上一章节我们介绍了bs4的基本语法,今天我们就来用他实战来解析网页。
获取博客简介
在xpath中我们介绍了如何获取我博客的内容简介,那么今天我们就用Beautiful Soup来获取同样的内容,我们看一下两者差别,xpath的解析,我们可以看https://blog.csdn.net/lovemenghaibin/article/details/82898280
那么同样的解析,我们看一下:
from bs4 import BeautifulSoup
import requests
from lxml import etree
url = "https://blog.csdn.net/lovemenghaibin"
header = {
"User-Agent": "Mozilla/5.0 (Macintosh; Intel Mac OS X 10_14_0) AppleWebKit/537.36 (KHTML, like Gecko) Chrome/69.0.3497.100 Safari/537.36"
}
response = requests.get(url, headers=header)

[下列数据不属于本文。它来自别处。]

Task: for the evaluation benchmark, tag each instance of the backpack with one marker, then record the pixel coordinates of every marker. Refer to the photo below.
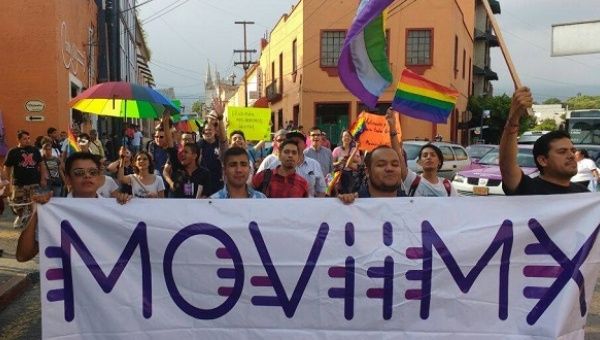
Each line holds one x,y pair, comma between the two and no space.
415,184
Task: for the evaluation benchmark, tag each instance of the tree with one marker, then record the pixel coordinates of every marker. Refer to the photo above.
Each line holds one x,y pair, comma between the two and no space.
499,107
546,125
197,106
580,102
551,101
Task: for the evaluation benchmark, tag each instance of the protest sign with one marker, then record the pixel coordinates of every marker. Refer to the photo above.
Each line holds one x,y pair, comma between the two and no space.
254,122
377,131
315,268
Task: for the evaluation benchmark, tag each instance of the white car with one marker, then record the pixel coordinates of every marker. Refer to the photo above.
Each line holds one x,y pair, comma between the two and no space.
455,157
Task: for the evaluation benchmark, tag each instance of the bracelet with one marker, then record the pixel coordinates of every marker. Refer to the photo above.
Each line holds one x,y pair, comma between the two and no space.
511,128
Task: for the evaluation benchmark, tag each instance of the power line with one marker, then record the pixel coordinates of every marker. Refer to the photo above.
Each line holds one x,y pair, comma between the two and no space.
166,10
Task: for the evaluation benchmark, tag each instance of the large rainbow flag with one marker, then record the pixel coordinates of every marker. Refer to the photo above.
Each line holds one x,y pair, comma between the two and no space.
363,65
423,99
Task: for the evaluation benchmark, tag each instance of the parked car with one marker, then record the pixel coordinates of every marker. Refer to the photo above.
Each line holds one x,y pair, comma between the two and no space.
529,137
593,151
456,157
476,151
487,179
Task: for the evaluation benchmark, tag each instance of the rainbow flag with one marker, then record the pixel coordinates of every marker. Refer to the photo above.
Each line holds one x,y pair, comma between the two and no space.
358,127
336,178
363,65
423,99
72,140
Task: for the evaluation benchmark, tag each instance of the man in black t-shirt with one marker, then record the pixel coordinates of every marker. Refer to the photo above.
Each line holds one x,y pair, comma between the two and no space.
214,144
554,156
25,173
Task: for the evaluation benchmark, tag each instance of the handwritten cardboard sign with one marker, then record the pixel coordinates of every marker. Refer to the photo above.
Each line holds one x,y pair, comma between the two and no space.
254,122
377,132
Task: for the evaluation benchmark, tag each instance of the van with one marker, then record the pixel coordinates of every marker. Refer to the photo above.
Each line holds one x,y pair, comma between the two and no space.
529,137
455,157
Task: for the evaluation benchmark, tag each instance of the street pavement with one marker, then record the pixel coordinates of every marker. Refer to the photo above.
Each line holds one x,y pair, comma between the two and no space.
20,310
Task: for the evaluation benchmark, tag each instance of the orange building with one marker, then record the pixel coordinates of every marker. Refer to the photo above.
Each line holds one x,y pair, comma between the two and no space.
48,55
298,73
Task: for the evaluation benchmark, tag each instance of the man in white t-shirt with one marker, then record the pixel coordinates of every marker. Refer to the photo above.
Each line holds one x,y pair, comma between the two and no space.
586,170
83,175
136,141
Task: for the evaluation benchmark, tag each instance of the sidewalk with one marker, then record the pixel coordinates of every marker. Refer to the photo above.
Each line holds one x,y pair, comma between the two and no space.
15,277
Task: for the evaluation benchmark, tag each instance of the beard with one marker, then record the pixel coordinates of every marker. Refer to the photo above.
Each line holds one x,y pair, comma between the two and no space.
384,187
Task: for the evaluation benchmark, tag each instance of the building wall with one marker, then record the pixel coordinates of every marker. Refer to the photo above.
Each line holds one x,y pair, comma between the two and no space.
313,84
45,48
289,28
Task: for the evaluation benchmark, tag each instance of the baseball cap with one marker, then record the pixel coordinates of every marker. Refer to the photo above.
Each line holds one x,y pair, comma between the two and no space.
295,134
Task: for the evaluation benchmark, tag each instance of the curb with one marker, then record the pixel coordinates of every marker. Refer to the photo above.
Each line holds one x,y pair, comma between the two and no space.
12,288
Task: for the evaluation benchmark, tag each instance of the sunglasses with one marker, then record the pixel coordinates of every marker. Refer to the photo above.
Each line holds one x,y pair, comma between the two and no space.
81,172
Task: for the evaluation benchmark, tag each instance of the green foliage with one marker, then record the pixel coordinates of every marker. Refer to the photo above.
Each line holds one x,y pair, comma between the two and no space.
551,101
197,106
546,125
580,102
499,107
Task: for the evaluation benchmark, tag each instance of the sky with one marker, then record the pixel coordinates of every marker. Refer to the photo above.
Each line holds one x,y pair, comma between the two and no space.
184,36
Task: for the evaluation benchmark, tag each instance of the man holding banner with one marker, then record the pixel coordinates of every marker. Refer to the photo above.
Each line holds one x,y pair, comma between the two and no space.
554,156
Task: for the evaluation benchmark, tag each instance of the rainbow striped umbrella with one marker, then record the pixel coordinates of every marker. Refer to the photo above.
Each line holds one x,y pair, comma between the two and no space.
123,99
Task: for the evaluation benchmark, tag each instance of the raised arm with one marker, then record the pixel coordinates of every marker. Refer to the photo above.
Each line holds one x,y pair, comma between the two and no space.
511,173
390,116
121,169
220,110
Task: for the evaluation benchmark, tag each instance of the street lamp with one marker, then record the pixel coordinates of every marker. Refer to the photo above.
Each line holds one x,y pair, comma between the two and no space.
484,114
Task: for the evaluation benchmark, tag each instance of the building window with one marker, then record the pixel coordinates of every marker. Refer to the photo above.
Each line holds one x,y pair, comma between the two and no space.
455,56
281,73
294,56
331,45
464,62
419,47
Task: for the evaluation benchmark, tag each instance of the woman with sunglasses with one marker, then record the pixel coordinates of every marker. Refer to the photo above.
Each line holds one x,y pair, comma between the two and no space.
144,183
351,174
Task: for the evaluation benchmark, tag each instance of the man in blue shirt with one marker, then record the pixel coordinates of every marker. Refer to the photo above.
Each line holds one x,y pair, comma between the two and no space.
236,170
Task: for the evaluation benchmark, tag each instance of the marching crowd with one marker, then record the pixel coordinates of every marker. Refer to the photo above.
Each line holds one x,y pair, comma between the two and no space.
218,166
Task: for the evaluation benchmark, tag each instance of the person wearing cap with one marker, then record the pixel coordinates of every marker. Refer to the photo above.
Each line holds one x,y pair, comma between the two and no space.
95,145
213,144
270,161
318,152
283,181
25,172
307,168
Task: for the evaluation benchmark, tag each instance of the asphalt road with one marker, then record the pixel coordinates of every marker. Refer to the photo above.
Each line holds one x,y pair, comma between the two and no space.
22,320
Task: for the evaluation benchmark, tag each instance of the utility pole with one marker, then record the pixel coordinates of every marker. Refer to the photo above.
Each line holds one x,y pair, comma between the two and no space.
244,59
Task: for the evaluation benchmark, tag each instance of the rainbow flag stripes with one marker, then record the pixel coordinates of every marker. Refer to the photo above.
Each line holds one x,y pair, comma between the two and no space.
363,65
423,99
358,127
72,141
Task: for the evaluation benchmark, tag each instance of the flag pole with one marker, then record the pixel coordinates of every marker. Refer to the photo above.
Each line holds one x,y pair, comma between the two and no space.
511,67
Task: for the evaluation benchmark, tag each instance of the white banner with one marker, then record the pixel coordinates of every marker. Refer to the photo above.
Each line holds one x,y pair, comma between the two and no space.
406,268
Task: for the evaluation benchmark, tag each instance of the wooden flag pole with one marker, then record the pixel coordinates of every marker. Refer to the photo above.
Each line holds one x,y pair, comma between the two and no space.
504,49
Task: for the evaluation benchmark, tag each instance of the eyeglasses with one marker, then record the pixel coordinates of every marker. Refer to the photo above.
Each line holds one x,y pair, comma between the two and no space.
81,172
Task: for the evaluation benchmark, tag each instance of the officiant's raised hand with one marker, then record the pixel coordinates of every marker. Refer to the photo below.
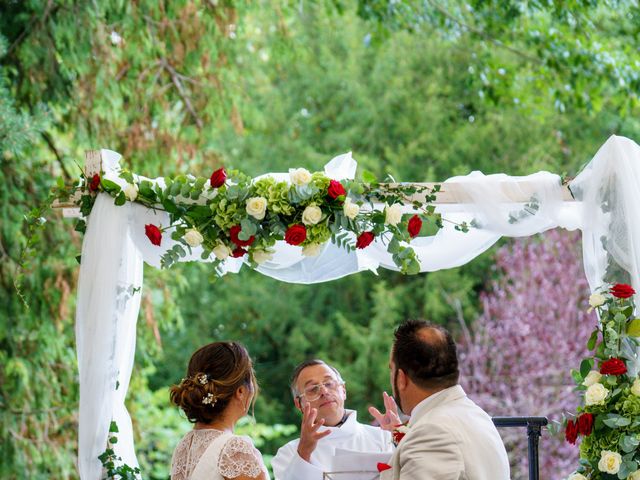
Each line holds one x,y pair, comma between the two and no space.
309,434
390,419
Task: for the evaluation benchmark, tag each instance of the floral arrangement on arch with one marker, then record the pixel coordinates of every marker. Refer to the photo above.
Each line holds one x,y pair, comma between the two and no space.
231,215
608,421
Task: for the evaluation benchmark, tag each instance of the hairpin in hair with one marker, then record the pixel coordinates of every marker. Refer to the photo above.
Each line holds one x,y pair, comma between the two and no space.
209,399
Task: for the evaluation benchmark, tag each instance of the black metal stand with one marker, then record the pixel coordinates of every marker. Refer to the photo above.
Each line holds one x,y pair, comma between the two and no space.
534,431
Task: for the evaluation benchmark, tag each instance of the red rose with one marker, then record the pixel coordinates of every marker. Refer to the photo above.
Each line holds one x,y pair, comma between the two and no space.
613,366
364,239
571,432
415,224
295,234
622,290
153,233
218,178
585,424
336,190
233,234
95,183
397,436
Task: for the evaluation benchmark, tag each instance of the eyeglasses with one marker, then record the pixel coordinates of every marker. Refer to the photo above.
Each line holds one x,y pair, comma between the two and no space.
314,392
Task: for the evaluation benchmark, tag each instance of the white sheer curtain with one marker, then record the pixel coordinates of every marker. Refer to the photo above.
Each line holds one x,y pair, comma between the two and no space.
115,247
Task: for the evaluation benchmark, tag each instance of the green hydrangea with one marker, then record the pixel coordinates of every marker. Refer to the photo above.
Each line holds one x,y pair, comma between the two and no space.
591,446
226,213
277,195
317,234
630,406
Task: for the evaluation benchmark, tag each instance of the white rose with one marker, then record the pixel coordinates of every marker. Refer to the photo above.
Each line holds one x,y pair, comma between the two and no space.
299,176
193,237
221,251
261,256
131,192
393,214
257,207
635,388
609,462
576,476
595,300
311,215
312,250
350,209
595,394
592,378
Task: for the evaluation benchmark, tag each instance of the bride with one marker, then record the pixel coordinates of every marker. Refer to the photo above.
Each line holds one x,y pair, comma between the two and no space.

soup = BeautifulSoup(response.text, "lxml")
articles = soup.select(".article-item-box")
infos = []
for article in articles:
title = article.select_one("a").get_text().replace("原", "").strip()
href_url = article.select_one("a")["href"]

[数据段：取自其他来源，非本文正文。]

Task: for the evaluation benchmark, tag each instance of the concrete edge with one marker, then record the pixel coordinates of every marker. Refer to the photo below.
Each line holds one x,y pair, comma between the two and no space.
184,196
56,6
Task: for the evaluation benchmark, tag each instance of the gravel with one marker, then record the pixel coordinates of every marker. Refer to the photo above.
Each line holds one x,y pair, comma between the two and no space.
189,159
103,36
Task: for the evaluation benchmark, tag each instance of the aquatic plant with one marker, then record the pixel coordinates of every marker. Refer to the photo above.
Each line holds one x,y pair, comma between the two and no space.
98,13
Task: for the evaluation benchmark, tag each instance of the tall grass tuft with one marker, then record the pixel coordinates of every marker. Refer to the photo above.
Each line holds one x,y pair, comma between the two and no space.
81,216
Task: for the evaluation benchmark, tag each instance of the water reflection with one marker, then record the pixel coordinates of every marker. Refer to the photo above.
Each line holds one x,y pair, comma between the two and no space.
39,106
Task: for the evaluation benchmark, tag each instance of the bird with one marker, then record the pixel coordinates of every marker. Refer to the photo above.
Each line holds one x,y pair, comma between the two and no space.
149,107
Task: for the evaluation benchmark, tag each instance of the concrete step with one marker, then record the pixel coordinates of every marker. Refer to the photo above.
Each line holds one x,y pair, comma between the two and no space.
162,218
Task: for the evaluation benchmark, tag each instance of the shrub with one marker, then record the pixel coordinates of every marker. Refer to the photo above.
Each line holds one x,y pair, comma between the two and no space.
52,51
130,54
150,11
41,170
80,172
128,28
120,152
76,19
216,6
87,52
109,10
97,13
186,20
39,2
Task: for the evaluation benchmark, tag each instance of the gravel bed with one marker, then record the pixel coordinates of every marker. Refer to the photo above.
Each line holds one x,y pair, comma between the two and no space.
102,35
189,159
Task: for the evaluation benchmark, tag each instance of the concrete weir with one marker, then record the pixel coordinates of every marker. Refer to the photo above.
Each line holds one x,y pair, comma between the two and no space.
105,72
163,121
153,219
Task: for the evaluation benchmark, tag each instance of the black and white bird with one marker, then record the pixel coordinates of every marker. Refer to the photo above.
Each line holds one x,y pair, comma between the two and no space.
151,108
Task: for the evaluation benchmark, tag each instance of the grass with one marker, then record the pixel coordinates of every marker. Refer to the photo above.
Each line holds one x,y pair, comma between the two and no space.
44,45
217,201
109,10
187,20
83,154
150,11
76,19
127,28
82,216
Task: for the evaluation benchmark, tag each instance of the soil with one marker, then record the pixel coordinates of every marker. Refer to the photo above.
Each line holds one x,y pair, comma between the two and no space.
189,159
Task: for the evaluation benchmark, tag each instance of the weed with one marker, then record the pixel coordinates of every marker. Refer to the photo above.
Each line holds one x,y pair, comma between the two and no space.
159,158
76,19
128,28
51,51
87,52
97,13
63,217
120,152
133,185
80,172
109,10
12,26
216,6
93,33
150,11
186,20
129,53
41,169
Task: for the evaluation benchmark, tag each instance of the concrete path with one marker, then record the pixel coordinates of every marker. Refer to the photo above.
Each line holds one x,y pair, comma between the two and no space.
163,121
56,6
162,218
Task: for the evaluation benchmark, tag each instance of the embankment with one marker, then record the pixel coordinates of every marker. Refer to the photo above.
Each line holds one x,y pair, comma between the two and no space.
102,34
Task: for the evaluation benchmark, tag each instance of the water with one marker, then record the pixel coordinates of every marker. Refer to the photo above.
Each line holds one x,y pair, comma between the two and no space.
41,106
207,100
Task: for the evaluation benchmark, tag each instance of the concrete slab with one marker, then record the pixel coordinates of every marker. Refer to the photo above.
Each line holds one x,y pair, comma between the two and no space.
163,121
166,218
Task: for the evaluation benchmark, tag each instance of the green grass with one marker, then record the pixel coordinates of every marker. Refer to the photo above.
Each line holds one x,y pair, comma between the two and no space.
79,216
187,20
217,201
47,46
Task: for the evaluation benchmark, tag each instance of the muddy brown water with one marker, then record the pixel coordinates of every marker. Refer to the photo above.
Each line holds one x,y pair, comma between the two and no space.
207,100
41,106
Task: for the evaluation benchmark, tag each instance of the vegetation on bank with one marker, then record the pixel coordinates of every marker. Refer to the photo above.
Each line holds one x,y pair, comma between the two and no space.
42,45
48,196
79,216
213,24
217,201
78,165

content = article.select_one("p[class=content] > a").get_text().strip()
article_date = article.select_one(".info-box > p").get_text().strip()
article_read = article.select(".info-box > p")[1].get_text().replace("阅读数:","").strip()
article_comment = article.select(".info-box > p")[2].get_text().replace("评论数:","").strip()
info = {
"title": title,
"href": href_url,
"content": content,
"article_date": article_date,
"article_read": article_read,
"article_comment": article_comment
}
infos.append(info)
print(infos)
获取基本信息
from bs4 import BeautifulSoup
import requests
url = "https://blog.csdn.net/lovemenghaibin"
header = {
"User-Agent": "Mozilla/5.0 (Macintosh; Intel Mac OS X 10_14_0) AppleWebKit/537.36 (KHTML, like Gecko) Chrome/69.0.3497.100 Safari/537.36"
}
response = requests.get(url, headers=header)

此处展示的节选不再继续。